Four days after a loss to Bangladesh ended their hopes of reaching the World Cup quarterfinals, England's cricketers return to play their last pool match Friday against an Afghanistan lineup they're not taking lightly.
Heavy losses to Australia, New Zealand and Sri Lanka were followed by Monday's 15-run defeat to the Bangladeshis in Adelaide. England's only victory in its first five games at the World Cup came against Scotland, which is in last place in Pool A. Friday's match at the Sydney Cricket Ground will give one of the teams fifth place and perhaps a more pleasant flight home.
After brutal criticism from former players and the media, the England squad just wants to restore a bit of pride to what has been a mostly disastrous campaign.
"We want to get back on the horse quite quickly and try and put in a performance that rectifies what we did the other night," England paceman Chris Jordan said on Wednesday. "That's the only way to deal with it.
"Everyone is gutted, for the fans that came out here and gutted for the fans home watching, and Friday is an opportunity to put that right."
Tournament newcomer Afghanistan, which features several players who learned to play cricket while living in refugee camps in neighboring Pakistan, also beat Scotland in the group stage.
"They don't have anything to lose," Jordan said. "We have footage on every single player and it's not a game that we will be taking lightly at all. We go into everything thoroughly, looking for weaknesses and for areas that we can exploit."

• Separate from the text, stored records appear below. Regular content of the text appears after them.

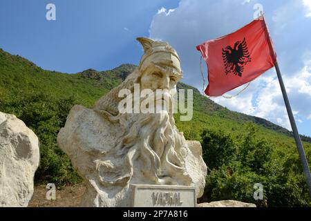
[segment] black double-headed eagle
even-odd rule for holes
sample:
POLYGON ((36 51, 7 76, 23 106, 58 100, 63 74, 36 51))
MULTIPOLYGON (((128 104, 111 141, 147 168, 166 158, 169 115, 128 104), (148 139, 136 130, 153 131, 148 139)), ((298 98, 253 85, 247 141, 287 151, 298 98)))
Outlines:
POLYGON ((226 75, 232 73, 242 77, 245 66, 252 61, 245 38, 242 42, 236 41, 233 48, 230 46, 223 48, 223 59, 226 75))

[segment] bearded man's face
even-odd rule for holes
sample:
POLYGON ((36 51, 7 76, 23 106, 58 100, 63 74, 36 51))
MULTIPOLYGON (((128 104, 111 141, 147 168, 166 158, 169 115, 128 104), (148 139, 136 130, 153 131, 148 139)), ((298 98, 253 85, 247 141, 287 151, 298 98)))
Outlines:
POLYGON ((156 89, 175 90, 177 82, 180 79, 180 74, 173 67, 154 65, 144 71, 140 79, 142 90, 156 89))

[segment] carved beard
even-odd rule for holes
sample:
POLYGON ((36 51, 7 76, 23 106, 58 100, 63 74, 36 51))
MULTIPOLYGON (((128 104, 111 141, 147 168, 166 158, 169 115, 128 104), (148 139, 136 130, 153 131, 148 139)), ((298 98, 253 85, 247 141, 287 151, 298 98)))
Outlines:
MULTIPOLYGON (((169 98, 171 102, 171 96, 169 98)), ((145 184, 150 184, 190 185, 191 180, 185 166, 185 140, 175 126, 171 112, 124 113, 115 119, 125 129, 115 149, 122 160, 115 166, 122 170, 122 174, 119 171, 113 175, 120 181, 116 183, 124 184, 131 180, 131 183, 146 180, 145 184)))

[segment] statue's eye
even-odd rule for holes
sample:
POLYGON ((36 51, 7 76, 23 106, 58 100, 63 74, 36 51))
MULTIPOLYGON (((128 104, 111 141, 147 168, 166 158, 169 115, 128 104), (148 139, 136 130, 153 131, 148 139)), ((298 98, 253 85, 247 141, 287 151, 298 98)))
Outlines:
POLYGON ((155 72, 155 73, 152 73, 152 75, 153 75, 155 77, 162 77, 162 74, 158 72, 155 72))
POLYGON ((176 82, 177 81, 177 79, 175 77, 169 77, 169 80, 171 81, 173 81, 173 82, 176 82))

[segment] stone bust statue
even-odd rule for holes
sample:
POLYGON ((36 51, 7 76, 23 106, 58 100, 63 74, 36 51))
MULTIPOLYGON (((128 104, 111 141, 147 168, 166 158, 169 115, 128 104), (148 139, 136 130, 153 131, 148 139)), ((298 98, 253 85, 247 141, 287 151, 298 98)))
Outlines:
POLYGON ((140 90, 162 89, 170 103, 182 77, 179 57, 167 43, 138 41, 144 48, 139 66, 92 109, 75 106, 58 134, 59 146, 85 181, 83 206, 130 206, 132 184, 189 186, 197 198, 203 193, 201 146, 185 140, 171 110, 119 111, 121 90, 135 97, 135 84, 140 90))

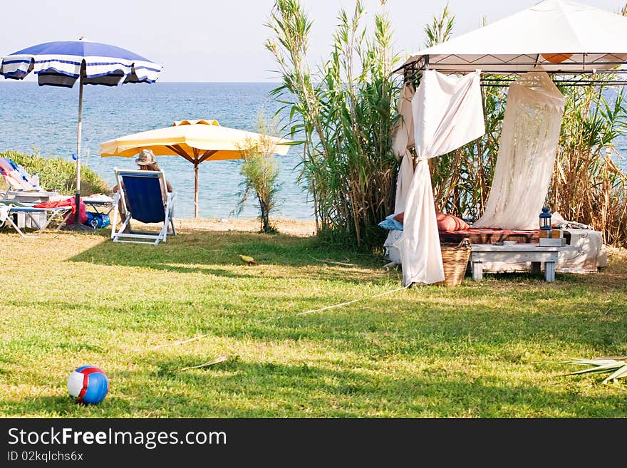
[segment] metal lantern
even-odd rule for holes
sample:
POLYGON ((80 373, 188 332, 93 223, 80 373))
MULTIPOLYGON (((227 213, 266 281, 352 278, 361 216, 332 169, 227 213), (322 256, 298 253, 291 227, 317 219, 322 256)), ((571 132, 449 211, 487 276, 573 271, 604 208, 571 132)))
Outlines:
POLYGON ((542 208, 542 212, 540 213, 540 229, 545 231, 551 229, 551 213, 546 207, 542 208))

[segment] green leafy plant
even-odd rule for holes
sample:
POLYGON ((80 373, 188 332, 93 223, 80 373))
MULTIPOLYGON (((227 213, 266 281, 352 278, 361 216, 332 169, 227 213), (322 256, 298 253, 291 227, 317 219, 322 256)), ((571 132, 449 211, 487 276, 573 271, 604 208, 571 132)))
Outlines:
POLYGON ((266 234, 276 232, 270 224, 270 212, 277 205, 277 194, 281 185, 278 182, 281 167, 272 156, 276 144, 270 133, 276 132, 271 130, 271 127, 276 127, 276 123, 269 123, 259 113, 257 130, 261 136, 256 141, 246 141, 240 150, 244 160, 239 169, 244 181, 240 184, 242 190, 239 202, 234 210, 235 213, 242 212, 249 194, 254 193, 259 205, 261 232, 266 234))
POLYGON ((392 73, 398 58, 388 16, 375 16, 371 37, 365 17, 362 1, 352 14, 340 11, 330 57, 314 73, 307 58, 312 22, 298 0, 277 0, 266 47, 282 78, 273 95, 289 112, 292 137, 304 141, 301 177, 318 230, 330 241, 379 245, 378 224, 394 207, 391 133, 400 77, 392 73))
MULTIPOLYGON (((43 157, 9 150, 0 152, 0 157, 9 157, 24 166, 30 174, 39 176, 39 183, 46 190, 72 195, 76 189, 76 165, 59 157, 43 157)), ((0 180, 4 182, 4 181, 0 180)), ((93 170, 81 168, 81 194, 108 193, 111 190, 107 183, 93 170)))
POLYGON ((612 373, 609 376, 603 379, 603 383, 617 382, 620 378, 627 377, 627 356, 620 358, 598 358, 596 359, 573 359, 563 363, 564 364, 574 364, 576 365, 591 365, 592 367, 583 370, 571 372, 567 375, 577 374, 604 374, 612 373))

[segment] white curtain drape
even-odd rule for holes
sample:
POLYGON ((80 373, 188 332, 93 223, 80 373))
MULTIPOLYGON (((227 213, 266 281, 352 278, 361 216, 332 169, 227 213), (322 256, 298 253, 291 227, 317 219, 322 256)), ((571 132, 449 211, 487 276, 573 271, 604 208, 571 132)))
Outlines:
POLYGON ((492 189, 473 227, 533 229, 557 152, 564 98, 546 72, 509 86, 492 189))
POLYGON ((415 90, 411 84, 406 84, 403 88, 398 99, 398 113, 401 118, 398 121, 396 133, 392 143, 392 150, 396 159, 400 160, 400 167, 396 179, 396 198, 394 202, 394 212, 405 211, 405 200, 409 192, 414 175, 414 165, 409 148, 414 145, 414 118, 412 109, 412 98, 415 90))
POLYGON ((462 77, 423 72, 412 109, 418 162, 405 198, 403 238, 398 243, 404 286, 445 279, 428 160, 485 133, 480 71, 462 77))
MULTIPOLYGON (((392 142, 392 150, 397 160, 400 161, 398 175, 396 177, 396 198, 394 201, 394 212, 402 213, 405 211, 405 200, 409 192, 414 175, 414 164, 409 148, 414 145, 414 118, 411 106, 411 100, 414 97, 415 90, 410 83, 403 86, 398 98, 398 113, 400 118, 396 125, 396 130, 392 142)), ((400 252, 396 246, 397 242, 403 237, 403 232, 390 229, 388 237, 383 243, 385 248, 385 256, 397 264, 400 263, 400 252)))

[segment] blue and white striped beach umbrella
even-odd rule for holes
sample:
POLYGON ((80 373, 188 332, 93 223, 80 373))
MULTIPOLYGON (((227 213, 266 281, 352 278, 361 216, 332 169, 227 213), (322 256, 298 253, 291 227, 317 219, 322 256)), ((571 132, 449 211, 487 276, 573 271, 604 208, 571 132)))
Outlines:
MULTIPOLYGON (((76 206, 80 207, 81 134, 83 85, 117 86, 127 83, 155 83, 161 66, 126 49, 88 41, 61 41, 38 44, 2 58, 0 75, 22 80, 31 72, 40 86, 72 88, 79 83, 76 144, 76 206)), ((76 224, 79 217, 75 217, 76 224)))

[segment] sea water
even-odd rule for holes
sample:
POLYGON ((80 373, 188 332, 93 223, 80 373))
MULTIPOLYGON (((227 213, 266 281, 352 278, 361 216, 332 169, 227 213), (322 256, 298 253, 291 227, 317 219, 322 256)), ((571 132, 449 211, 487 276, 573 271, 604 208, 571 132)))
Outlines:
MULTIPOLYGON (((215 119, 220 125, 256 131, 257 116, 273 115, 280 105, 269 97, 276 83, 160 83, 118 87, 86 85, 83 99, 81 163, 105 181, 115 184, 113 168, 135 169, 134 159, 100 157, 100 143, 138 132, 172 125, 184 119, 215 119)), ((76 152, 78 90, 0 80, 0 150, 38 152, 71 160, 76 152)), ((284 120, 283 123, 285 123, 284 120)), ((616 142, 627 156, 627 138, 616 142)), ((301 146, 281 165, 279 206, 273 217, 313 218, 311 197, 299 181, 301 146)), ((176 216, 194 216, 194 167, 180 156, 157 157, 160 167, 177 192, 176 216)), ((199 166, 198 205, 202 217, 232 216, 242 187, 239 160, 209 161, 199 166)), ((617 160, 627 170, 627 160, 617 160)), ((258 215, 251 197, 239 216, 258 215)))

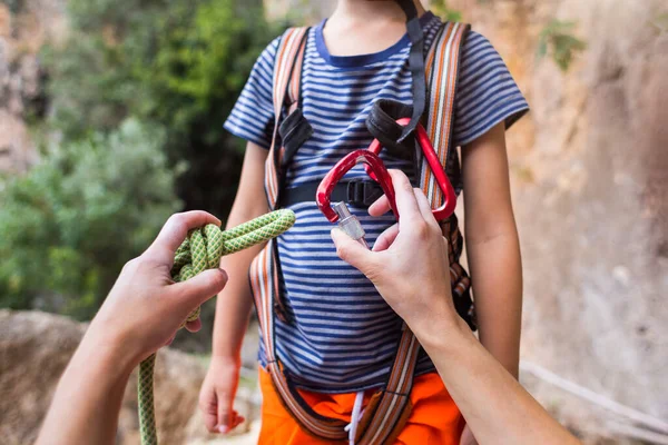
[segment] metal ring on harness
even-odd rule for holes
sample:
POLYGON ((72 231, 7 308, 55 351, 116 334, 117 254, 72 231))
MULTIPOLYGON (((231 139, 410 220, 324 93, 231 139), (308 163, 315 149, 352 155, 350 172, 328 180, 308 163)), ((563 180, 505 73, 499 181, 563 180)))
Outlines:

Jordan defended the efforts of captain Eoin Morgan and coach Peter Moores and said the team had been well-prepared mentally, physically and technically.
"Pete has done a brilliant job. He comes in with enthusiasm every day and gets the boys up for training and gets the boys up for games," Jordan said. "It's a bit disappointing that us as players didn't put in the performances we should have done."
Despite the failures in Australia and New Zealand, Jordan said the English approach to one-day cricket wasn't in need of an overhaul.
"There's loads of talent, not only in that dressing room, but in the whole of England." Jordan said. "We've beaten some good teams in the past and we will beat good teams again in the future, I don't think there needs to be any wholesale changes."
Afghanistan captain Mohammad Nabi said after his team's six-wicket loss to New Zealand on Sunday that his fledgling lineup is enjoying playing against top test countries. That might not be the case in 2019 when the World Cup is reduced to 10 teams from the current 14, and second-tier teams such as Afghanistan will have to advance from a qualifying tournament to decide just two of those 10 places.
"We expected a lot at this tournament to play good cricket and to show it to the world," Nabi said. "We showed in the bowling, we have good fast bowlers and we have good fielders as well. But we didn't show it in our talent on the batting side because in the top order we didn't click in the whole tournament.
"It's hard for the next World Cup, but we'll try our best."